Работа с морёным дубом намаяла нас, как покос в жару, руки гудели, но в итоге все получилось так, как я и планировал.

— В общем, смотри, Петь, — достал небольшое брёвнышко сантиметров двадцать толщиной в диаметре.

Закрепили его с Петькой на верстаке так, чтоб намертво было, и одели в него круг. Верстак аж заскрипел, но держался крепко. Я взялся за рычаг, который был вставлен в набалдашник на штыре. Придержал его и говорю Петьке:

— Ну, давай, крути наше колесо.

Он на меня посмотрел и стал крутить. А я придерживал рычаг рукой. Он крутил, а рычаг пошёл туда-сюда, как маятник. Пётр замер, глаза, как блюдца, аж на лоб полезли.

— Вот смотри, — объяснил я, — колесо крутится, рычаг ходит поступательно. Тут, — ткнул я в конец, — удлиним, сделаем переходник уже к пилам, сами пилы поставим в модуль, чтоб разом ходили туда-сюда, вот и будет лесопилка. А не просто мельница.

Пётр на какое-то время завис, а потом аж вскрикнул, хлопнул себя по ляжкам.

— Да вы, Егор Андреевич, прям изобретатель, каких свет не видел. Это ж чудо какое-то.

Он кинулся к верстаку, несколько раз крутанул колесо, глядя, как рычаг двигается, и восторгался при этом, как ребёнок с новой игрушкой.

— Гляньте, гляньте, как ходит! Прям туда-сюда! Барин, это ж когда сделаем, доски то сами пилиться будут!

— То-то, Петька, — ухмыльнулся я.

Он ещё несколько раз крутанул колесо, бормоча что-то про то, что это чистое чудо.

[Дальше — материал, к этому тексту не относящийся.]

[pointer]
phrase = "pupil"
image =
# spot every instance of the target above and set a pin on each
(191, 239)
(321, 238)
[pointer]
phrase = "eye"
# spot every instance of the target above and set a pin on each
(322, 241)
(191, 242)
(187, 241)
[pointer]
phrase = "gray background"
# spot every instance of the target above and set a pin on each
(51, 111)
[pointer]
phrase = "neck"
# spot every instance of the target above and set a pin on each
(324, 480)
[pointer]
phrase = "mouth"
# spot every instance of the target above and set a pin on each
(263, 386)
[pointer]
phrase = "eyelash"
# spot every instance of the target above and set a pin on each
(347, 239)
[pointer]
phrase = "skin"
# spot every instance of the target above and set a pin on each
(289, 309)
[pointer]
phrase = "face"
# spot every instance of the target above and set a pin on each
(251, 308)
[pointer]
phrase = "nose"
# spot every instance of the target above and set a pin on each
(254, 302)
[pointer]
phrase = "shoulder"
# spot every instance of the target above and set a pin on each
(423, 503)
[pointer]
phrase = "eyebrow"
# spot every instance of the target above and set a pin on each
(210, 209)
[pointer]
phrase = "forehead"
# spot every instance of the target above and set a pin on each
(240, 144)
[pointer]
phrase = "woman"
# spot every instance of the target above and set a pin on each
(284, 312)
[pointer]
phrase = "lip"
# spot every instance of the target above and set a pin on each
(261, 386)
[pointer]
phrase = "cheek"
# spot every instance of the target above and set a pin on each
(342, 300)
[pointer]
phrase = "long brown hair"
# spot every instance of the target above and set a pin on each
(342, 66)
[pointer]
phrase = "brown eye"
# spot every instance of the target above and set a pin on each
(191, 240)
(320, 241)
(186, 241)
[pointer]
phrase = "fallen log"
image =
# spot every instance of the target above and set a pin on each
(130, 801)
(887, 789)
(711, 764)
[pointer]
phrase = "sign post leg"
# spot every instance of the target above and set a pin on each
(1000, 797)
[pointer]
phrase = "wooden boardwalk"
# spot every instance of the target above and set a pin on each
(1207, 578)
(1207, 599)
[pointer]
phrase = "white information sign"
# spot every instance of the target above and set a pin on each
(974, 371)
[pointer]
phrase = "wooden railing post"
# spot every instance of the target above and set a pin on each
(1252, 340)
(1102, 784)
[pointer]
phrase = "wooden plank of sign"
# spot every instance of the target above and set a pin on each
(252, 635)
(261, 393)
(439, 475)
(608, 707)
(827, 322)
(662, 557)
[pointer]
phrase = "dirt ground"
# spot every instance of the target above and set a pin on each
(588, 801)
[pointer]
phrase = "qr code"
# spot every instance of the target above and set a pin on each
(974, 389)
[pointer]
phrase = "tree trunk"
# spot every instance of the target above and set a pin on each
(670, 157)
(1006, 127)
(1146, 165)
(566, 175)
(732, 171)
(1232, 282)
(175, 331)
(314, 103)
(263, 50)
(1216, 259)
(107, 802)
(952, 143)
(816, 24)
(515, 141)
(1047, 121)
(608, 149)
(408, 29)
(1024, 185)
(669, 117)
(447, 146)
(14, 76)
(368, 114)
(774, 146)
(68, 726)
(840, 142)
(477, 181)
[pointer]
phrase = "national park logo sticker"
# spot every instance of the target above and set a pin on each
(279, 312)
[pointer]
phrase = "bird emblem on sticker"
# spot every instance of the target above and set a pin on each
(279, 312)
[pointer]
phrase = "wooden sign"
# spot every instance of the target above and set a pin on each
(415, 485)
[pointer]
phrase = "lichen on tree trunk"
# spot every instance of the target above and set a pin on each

А я смотрел на него и думал: вот он, мой главный инженер, дай ему чертежи да покажи, кто чему, и сделает что угодно.

Машка поднесла нам по крынки кваса, мы испили. Я посмотрел, что солнце ещё высоко, и глянул на Петра:

— Ладно, Петь, — сказал я, отряхивая рубаху, — пошли, мужиков заберём, заодно глянем, что там у Быстрянки наворотили.

Мы двинулись к реке. Пётр же шёл всю дорогу, бормоча что-то про чудо-рычаг, а я прикидывал: ну, в общем-то, кривошип готов, вал есть, выбрали. Металл привезёт Фома. Мужики за пару дней доделают помост, останется закрепить колесо, сделать механизм подъёма. Потом только собрать всё, пилы закрепить да желоба для подачи брёвен сделать.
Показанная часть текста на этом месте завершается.